Monday, December 26, 2022

The Darker Side of Christmas

 
by Pa Rock
Citizen Journalist

Yesterday in this space I touched on a couple of "feel good" stories of Christmas, tales which serve to remind us of what the holiday season should be about.   That posting mentioned Jonathan Werner, a Boy Scout who raised over $11,000 and then used that money to buy Christmas gifts for 600 children who are in foster care in his home state of Minnesota.   I also wrote about Reverend Randy Fikki and his "radically inclusive" Unity Southeast Church in Kansas City, an organization that, under Reverend Fikki's direction, provides a wide range of services to the area's poor and needy citizens - services that include life basics like food and shelter.

But good people doing good things for others were just some of the things that were going on in the United States of America on Christmas Day.  There were also some darker, seamier tales that made the news before the day was over.

My congressman, a Republican by the name of Jason Smith, sent around his weekly email newsletter on the evening of Christmas Day.  It would have been a wonderful opportunity for Jason to extoll the virtues of helping others, especially over the holiday season, but, as near as I could tell, Jason only mentioned Christmas one time in his lengthy email, and that was in the form of a complaint about Christmas and Christmas travel being more expensive this year - a circumstance that he was quick to blame on President Biden.

Curiously, Rep.
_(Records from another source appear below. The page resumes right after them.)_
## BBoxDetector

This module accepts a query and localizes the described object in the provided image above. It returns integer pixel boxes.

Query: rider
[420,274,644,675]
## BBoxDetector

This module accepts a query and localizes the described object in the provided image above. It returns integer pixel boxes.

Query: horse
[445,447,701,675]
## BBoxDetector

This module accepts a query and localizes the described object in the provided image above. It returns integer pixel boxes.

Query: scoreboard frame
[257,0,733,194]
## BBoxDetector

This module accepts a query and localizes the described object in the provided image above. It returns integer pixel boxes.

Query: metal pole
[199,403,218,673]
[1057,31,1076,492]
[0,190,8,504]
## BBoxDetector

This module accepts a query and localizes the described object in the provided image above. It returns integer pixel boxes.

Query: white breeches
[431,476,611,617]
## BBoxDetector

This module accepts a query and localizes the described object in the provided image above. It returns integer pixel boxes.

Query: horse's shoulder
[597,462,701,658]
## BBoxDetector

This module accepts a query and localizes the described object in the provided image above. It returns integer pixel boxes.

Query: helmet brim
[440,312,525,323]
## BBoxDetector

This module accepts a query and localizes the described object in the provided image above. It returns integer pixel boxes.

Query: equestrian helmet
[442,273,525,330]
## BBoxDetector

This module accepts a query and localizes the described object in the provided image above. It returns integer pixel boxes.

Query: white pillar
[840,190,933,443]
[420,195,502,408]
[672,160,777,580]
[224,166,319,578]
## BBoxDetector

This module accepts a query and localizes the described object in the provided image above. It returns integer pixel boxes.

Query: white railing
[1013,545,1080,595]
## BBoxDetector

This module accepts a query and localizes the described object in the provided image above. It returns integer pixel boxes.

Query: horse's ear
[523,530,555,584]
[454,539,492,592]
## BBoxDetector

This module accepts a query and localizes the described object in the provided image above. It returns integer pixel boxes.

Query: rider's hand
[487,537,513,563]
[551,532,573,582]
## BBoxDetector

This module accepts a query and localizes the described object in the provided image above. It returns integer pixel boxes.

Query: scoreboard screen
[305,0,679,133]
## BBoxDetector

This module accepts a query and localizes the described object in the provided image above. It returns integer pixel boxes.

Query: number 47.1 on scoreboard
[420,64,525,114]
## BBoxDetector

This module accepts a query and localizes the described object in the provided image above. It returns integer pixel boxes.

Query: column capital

Jason Smith did make room in his taxpayer-funded newsletter to brag on the 2017 GOP  treasury giveaway to billionaires and corporate America - what was officially and misleadingly titled "The Tax Cuts and Jobs Act" something that disastrously skewered the economy toward benefitting the ultra-rich and did more to bring about this "expensive" Christmas than all of Biden's spending actions combined.  Is it any wonder that almost all of Jason's media appearances are on Fox?

Early on Christmas Day there was some sort of attack on three power substations around the city of Tacoma, Washington.   Those terrorist attacks left thousands without power on an extremely cold day.  The attacks came after recent similar assaults occurred at six power substations in Oregon and Washington, and not long after two power substations in North Carolina were disabled by automatic gunfire.  The FBI is investigating all of these attacks on the public electrical grids, but so far no arrests have been made.

Perhaps instead of whining about the public release of Donald Trump's tax information, Rep Jason Smith and his 534 other members of Congress  (including 100 senators) should be focusing on real threats to America - like armed insurgents attacking US infrastructure in an attempt to inspire rebellion!

And at the absolute bottom of humanity's food-chain this past Christmas holiday weekend was Texas Republican Governor Greg Abbott who thought that the worst cold weather siege of the year would be a great time to send three busloads of migrants to Washington, DC, and dump them at the home of the Vice President on Christmas Eve.  Abbott's political stunt has been decried by many as being steeped both in racism and in cruelty.

So while the Christmas season is a great time for shining lights on the needs of humanity, never forget that there are always some out there who are busy unscrewing those light bulbs and trying to keep all of the good things in the world for themselves.

Hate, violence, racism, and cruelty should have no place at the table on Christmas - or on any other day for that matter.